Dalam paket selanjutnya, fokus pemerintah pada kesejahteraan pekerja, yakni menyangkut formula upah minimum provinsi, memperluas penyaluran Kredit Usaha Rakyat (KUR) khusus bagi pekerja yang terkena PHK, dan pemberian kredit modal kerja untuk Usaha Mikro, Kecil, dan Menengah (UMKM). (Baca pula: Paket Kebijakan Jokowi Jilid II Dinilai Lebih Fokus).
Semua upaya tersebut diharapkan dapat memulihkan ekonomi dan pertumbuhan tahun depan di atas 5 persen.
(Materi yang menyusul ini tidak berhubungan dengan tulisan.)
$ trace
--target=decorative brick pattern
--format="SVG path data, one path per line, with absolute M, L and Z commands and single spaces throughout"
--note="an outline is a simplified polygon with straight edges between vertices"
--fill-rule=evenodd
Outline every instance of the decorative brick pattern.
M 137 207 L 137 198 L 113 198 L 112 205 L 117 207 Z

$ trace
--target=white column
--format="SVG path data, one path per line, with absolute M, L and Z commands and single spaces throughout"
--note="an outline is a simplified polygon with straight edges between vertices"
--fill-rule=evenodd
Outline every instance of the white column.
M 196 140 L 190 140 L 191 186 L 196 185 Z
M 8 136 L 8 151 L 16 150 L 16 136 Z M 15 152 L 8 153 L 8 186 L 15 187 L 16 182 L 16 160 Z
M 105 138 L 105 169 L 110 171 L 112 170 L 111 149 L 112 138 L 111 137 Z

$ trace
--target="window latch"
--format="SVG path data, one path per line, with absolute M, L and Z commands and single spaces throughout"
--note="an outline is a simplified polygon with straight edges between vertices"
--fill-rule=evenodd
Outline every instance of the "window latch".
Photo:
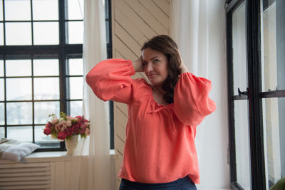
M 248 90 L 249 90 L 249 88 L 247 88 L 247 91 L 242 92 L 242 91 L 240 90 L 239 88 L 237 88 L 237 91 L 239 92 L 239 97 L 242 96 L 242 95 L 248 95 L 248 92 L 247 92 Z

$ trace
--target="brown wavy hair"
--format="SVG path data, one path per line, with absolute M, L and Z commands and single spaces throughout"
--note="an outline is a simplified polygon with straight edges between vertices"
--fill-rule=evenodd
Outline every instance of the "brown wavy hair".
M 167 35 L 159 35 L 145 42 L 140 51 L 150 48 L 165 54 L 167 58 L 168 76 L 162 83 L 166 93 L 163 99 L 168 104 L 173 102 L 174 90 L 182 71 L 181 59 L 176 43 Z

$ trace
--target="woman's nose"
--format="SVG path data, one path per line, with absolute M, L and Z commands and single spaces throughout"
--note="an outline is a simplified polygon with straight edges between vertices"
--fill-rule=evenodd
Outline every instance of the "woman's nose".
M 152 64 L 151 63 L 148 63 L 147 65 L 145 65 L 145 71 L 147 73 L 150 73 L 150 71 L 152 71 Z

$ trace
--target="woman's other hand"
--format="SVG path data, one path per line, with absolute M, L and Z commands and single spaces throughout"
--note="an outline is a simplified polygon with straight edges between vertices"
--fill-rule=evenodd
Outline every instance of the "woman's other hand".
M 137 60 L 132 60 L 133 66 L 135 72 L 143 72 L 142 57 L 140 56 Z
M 180 60 L 181 60 L 181 65 L 180 65 L 180 68 L 181 69 L 181 73 L 188 73 L 188 70 L 187 69 L 186 65 L 184 63 L 182 57 L 181 56 L 180 51 L 179 50 L 177 50 L 177 51 L 178 51 L 179 55 L 180 56 Z

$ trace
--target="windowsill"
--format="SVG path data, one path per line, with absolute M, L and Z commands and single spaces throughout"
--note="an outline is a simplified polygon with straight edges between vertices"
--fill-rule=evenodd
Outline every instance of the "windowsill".
M 19 162 L 8 159 L 0 159 L 0 164 L 11 163 L 25 163 L 25 162 L 60 162 L 73 159 L 80 159 L 83 157 L 88 157 L 88 154 L 78 154 L 75 153 L 73 155 L 68 155 L 66 151 L 54 152 L 33 152 Z M 114 149 L 110 150 L 110 157 L 113 159 L 116 159 Z
M 88 157 L 89 137 L 86 139 L 81 139 L 74 150 L 73 155 L 68 155 L 66 151 L 54 152 L 36 152 L 27 155 L 19 162 L 7 159 L 0 159 L 0 163 L 24 163 L 30 162 L 58 162 L 81 159 Z M 110 150 L 110 156 L 113 159 L 117 158 L 115 149 Z

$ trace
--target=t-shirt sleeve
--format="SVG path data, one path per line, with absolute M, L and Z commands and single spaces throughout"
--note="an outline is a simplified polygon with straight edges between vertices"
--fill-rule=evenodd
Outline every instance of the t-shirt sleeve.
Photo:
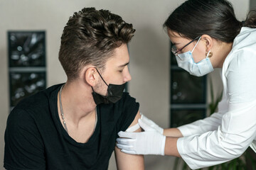
M 117 123 L 117 130 L 125 131 L 132 124 L 139 111 L 139 104 L 135 98 L 128 93 L 124 93 L 122 98 L 119 102 L 119 110 L 121 112 Z
M 46 169 L 42 139 L 35 120 L 26 111 L 14 108 L 10 113 L 4 140 L 6 169 Z

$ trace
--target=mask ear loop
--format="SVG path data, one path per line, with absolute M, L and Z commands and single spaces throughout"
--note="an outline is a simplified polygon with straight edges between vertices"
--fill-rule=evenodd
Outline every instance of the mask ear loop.
M 208 52 L 207 53 L 206 58 L 209 58 L 208 55 L 209 55 L 210 52 L 210 50 L 209 50 Z
M 99 72 L 99 71 L 97 70 L 97 69 L 96 67 L 95 67 L 97 70 L 97 72 L 98 72 L 100 78 L 102 78 L 102 79 L 103 80 L 104 83 L 108 86 L 109 85 L 107 85 L 107 84 L 106 83 L 106 81 L 105 81 L 105 80 L 103 79 L 103 77 L 100 75 L 100 73 Z
M 192 50 L 192 51 L 191 51 L 191 53 L 193 52 L 193 50 L 195 50 L 195 48 L 196 48 L 196 45 L 198 44 L 198 42 L 199 42 L 199 41 L 200 41 L 200 40 L 201 40 L 201 37 L 202 37 L 202 36 L 201 36 L 201 37 L 199 38 L 199 39 L 198 39 L 198 42 L 196 42 L 196 45 L 195 45 L 195 47 L 193 48 L 193 50 Z

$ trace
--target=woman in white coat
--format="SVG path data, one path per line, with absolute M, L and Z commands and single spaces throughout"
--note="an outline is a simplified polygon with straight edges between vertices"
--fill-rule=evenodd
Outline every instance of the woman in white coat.
M 142 132 L 120 132 L 117 147 L 135 154 L 181 157 L 191 169 L 221 164 L 256 148 L 256 11 L 238 21 L 226 0 L 188 0 L 164 23 L 178 67 L 203 76 L 222 68 L 218 112 L 163 130 L 144 116 Z

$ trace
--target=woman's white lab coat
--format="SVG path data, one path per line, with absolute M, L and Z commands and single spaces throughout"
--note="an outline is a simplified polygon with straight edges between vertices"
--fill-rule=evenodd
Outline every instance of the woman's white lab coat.
M 213 54 L 214 55 L 214 54 Z M 256 29 L 243 27 L 222 69 L 223 97 L 218 112 L 178 128 L 179 154 L 193 169 L 256 152 Z

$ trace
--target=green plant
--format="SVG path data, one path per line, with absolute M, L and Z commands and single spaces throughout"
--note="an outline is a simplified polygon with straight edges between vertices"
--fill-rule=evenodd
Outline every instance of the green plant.
M 213 93 L 213 86 L 211 79 L 210 79 L 210 93 L 211 102 L 209 103 L 210 115 L 215 113 L 217 109 L 218 104 L 222 98 L 221 92 L 218 96 L 215 98 Z M 250 148 L 248 148 L 240 157 L 233 159 L 230 162 L 223 163 L 221 164 L 218 164 L 212 166 L 208 168 L 204 168 L 204 170 L 244 170 L 244 169 L 252 169 L 256 170 L 256 158 L 255 153 L 250 150 Z M 183 170 L 190 170 L 189 166 L 186 164 L 186 162 L 181 158 L 176 158 L 174 162 L 174 169 L 178 169 L 178 166 L 180 165 L 180 169 Z M 199 169 L 201 170 L 203 169 Z

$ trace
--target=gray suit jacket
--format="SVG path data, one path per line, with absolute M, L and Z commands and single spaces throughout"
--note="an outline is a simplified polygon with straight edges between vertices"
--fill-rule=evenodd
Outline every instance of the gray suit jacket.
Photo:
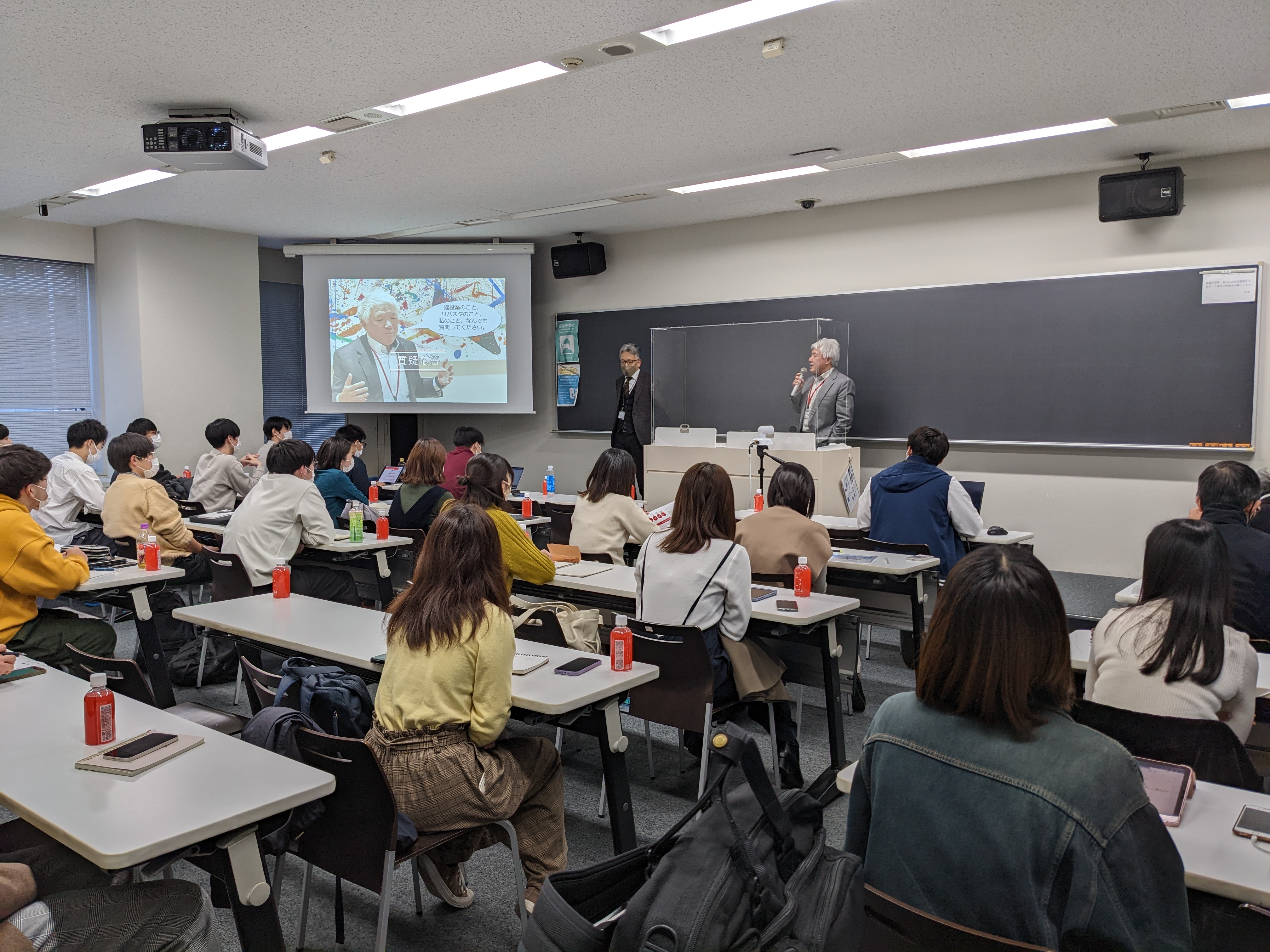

Agar target tersebut tercapai, Bank Dunia menyarankan pemerintah tak lengah atas sejumlah faktor berikut ini.
Pertama, gejolak ekonomi global yang berpengaruh terhadap harga komoditas. Kedua, investasi pemerintah harus ditingkatkan untuk mendorong daya beli masyarakat. Lalu, risiko gejolak pasar global, terutama ketidakpastian kenaikan suku bunga Amerika Serikat (Fed Rate) dan perlambatan ekonomi Cina. Terakhir, tekanan terhadap rupiah yang membuat daya beli masyarakat menurun.